Executing an inter-Node B serving HS-DSCH cell change procedure also implies executing a serving HS-DSCH Node B relocation procedure. During the serving HS-DSCH Node B relocation procedure, a part of the MAC-hs protocol context may be lost.
In FIG. 7, the situation before the actual cell change of the UE 703 is shown. UE 703 communicates via a radio link of the source cell 704 with Node B 701, while RNC 706 decides to assign the source cell 705 of Node B 702. FIG. 8 illustrates the communication of the UE 703 using a new radio link of target cell 705 after having performed the cell change.
Assuming that the one way Iub delay equals 50 ms, the resulting worst case Node B buffer occupancies per user and for a specific service can be calculated (see table below). Depending on a specific flow control algorithm employed on the Tub interface, the Node B buffer occupancy can vary.
Service1.2 Mbps3.6 Mbps10 MbpsMean Node B+75002250062500buffer occupancy[byte]

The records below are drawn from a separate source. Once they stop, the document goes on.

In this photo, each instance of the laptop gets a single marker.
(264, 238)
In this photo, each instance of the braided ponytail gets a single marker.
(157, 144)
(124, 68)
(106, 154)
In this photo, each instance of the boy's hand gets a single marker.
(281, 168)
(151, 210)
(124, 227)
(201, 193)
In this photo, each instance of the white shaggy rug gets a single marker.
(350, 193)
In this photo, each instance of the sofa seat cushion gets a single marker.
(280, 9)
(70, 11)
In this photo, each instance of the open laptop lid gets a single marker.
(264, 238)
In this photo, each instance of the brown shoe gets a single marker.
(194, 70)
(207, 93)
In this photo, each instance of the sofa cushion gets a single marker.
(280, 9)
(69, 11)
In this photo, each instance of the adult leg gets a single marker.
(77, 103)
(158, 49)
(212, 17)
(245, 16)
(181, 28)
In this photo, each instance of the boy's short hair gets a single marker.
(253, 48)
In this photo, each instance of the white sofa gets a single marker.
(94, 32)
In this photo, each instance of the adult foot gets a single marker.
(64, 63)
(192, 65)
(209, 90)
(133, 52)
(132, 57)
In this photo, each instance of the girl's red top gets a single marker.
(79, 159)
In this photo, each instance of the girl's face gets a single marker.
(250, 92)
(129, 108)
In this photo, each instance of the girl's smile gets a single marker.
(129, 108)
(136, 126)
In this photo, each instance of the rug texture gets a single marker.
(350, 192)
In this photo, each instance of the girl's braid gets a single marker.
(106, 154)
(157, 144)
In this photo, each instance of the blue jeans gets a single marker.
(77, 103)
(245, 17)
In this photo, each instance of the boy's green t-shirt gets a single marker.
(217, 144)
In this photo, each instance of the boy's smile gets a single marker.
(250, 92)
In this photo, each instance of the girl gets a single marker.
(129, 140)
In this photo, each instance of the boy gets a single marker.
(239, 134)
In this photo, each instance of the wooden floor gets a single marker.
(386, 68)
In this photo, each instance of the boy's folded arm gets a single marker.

Apart from handover delays that are specific for all procedures and result from measurement and synchronization delays, there is an additional delay introduced by this data loss. This delay is incurred due to compensation of lost packets.
For interactive services requiring high reliability of data transmission, end-to-end reliable transport protocols such as TCP are used. Compensation of lost packets by means of these protocols causes an additional delay mainly due to retransmitting the packets over core network and radio access network.
This increased delay may trigger spurious timeouts of timers of a reliable transport protocol (TCP) used for end-to-end transmission and may thereby slow down the data rate of packets being input to UTRAN due to congestion control mechanisms. This mechanism is for example described in “TCP/IP Illustrated Volume 1, The Protocols” by W. Richard Stevens, Addison-Wesley, 1994 (ISBN 0-201-63346-9). Assuming a TCP segment size equal to 1500 bytes, the amount of data lost due to the loss of the retransmission protocol's context in the Node B buffers is in the range from 5 to 41 segments. After performing cell change procedure it is probable that channel conditions of the user will be improved. However, due to invoked TCP congestion control a number of packets that are available for scheduling is decreased and radio resources are not utilized efficiently.